Rustington Museum launches fascinating exhibition about village churches and the people behind them

​​Churches and the fascinating stories behind the people connected with them are explored in the new spring exhibition at Rustington Museum. Claire Lucas, museum manager, has included all the village churches and a range of artefacts, large and small.

She said: "This is about the history of all the churches in the village and the people involved. We present what we have got and we love to hear what people can add to it. I do the exhibitions and I want people to add to it with their own stories. I love having people involved."

One cabinet has a collection of five images representing the churches in Rustington – the Parish Church of St Peter and St Paul, Rustington Methodist Church, St Andrew's United Reformed Church, St Joseph's Roman Catholic Church and Arun Church, which is now based in Littlehampton but was founded in Rustington in 1972 and still runs a playcentre in The Street, as well as a youth club in association with Rustington Parish Council.

Claire said: "The churches in the village have supported each other over the years, offering spaces for services and holding celebrations together. The Tell Rustington Campaign was held in 1961 with the Methodist Church, St Andrew's and the Parish Church. Services, meetings and film nights were held during the week of March 18 to 26."

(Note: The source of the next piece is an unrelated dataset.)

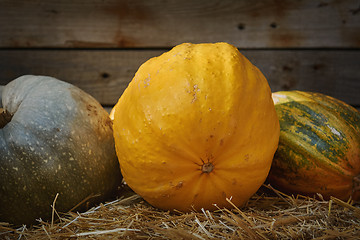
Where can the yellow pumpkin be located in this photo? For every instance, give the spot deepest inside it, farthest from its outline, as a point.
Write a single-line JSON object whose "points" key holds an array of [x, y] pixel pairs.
{"points": [[195, 126]]}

Claire is thrilled to have a pair of church gates that are made from wood that is nearly 1,000 years old. These are from the lych-gate at St Peter and St Paul and they were made in 1860 from old roof timbers from the church. The church is believed to date from 1170, with other parts added in the 14th and 15th centuries. The Rev Henry John Rush was overseeing restoration at the church in the 19th century and some of the original wood was saved to make the gates, with a plaque noting their provenance. Claire said: "The damaged gates were recently removed to be replaced with new ones by Cooper Joinery of Rustington and after the exhibition, they will be preserved by Constructive Heritage."

This collection-based exhibition will be running until summer and Claire has done a lot of work to research past rectors and vicars at the parish church. Thomas Kirkland from 1941, for example, may have had Kirkland Close named after him, and Simon de Bredon, rector in 1348, was a prominent mathematician and physicist.

The Rev Edmund Stansfield was vicar from 1871 to 1908 and lived at The Vicarage, in The Street, with his family. He was very interested in music and composed his own tunes, named after Saints. His image was used as part of the Rustington organ screen, made up of seven panels and five shields. This once covered the organ pipes at St Peter and St Paul Church and was presented by churchwarden John Edward Parry in memory of his late wife, Constance Hasebridge Parry.

Claire said: "The organ screen has probably not been seen for quite some years. We're not sure when it was taken down, possibly in the 1970s during the refurbishment but definitely before 1994. Does anybody know for sure? We'd love to find out." The painting of St Peter, holding keys, is based on the Rev Stansfield, while St Paul is based on Hubert Parry, composer of the hymn Jerusalem. The screen was designed by Carruthers Corfield, who ran Shaftesbury House for diabetic children, and painted by Edwin Arthur Morrow.

Carruthers was also a churchwarden and some of his books are on display. He wrote Epitaphs, an anthology of tributes from the Parish News dating from May 1951 to March 1953, to raise funds for the building of the new vestry in 1957. He was a keen historian and researched the families connected to Rustington, producing the first guidebook in 1946 and his last in 1960. There are also later guidebooks by Morris Heynes, a gold one published in 1983 and silver one from 2000, updated to include information on the Mensa Stone that was found in 1994. The front cover illustrations for these are by Charles Vincent, another churchwarden, who is buried in the churchyard.

Two of Charles' paintings are also on show among a selection of paintings of St Peter and St Paul by artists with a connection to the parish church. Claire has hung his two paintings together and said what is interesting about them is that they are of the same view but done in a different style. Another of the paintings is by William George Sinclair Snow, who was vicar at St Wilfrid's Church in Bognor Regis from 1952 to 1976. He came to Rustington in 1979 as curate and when he died in 1996, he was also buried in the churchyard.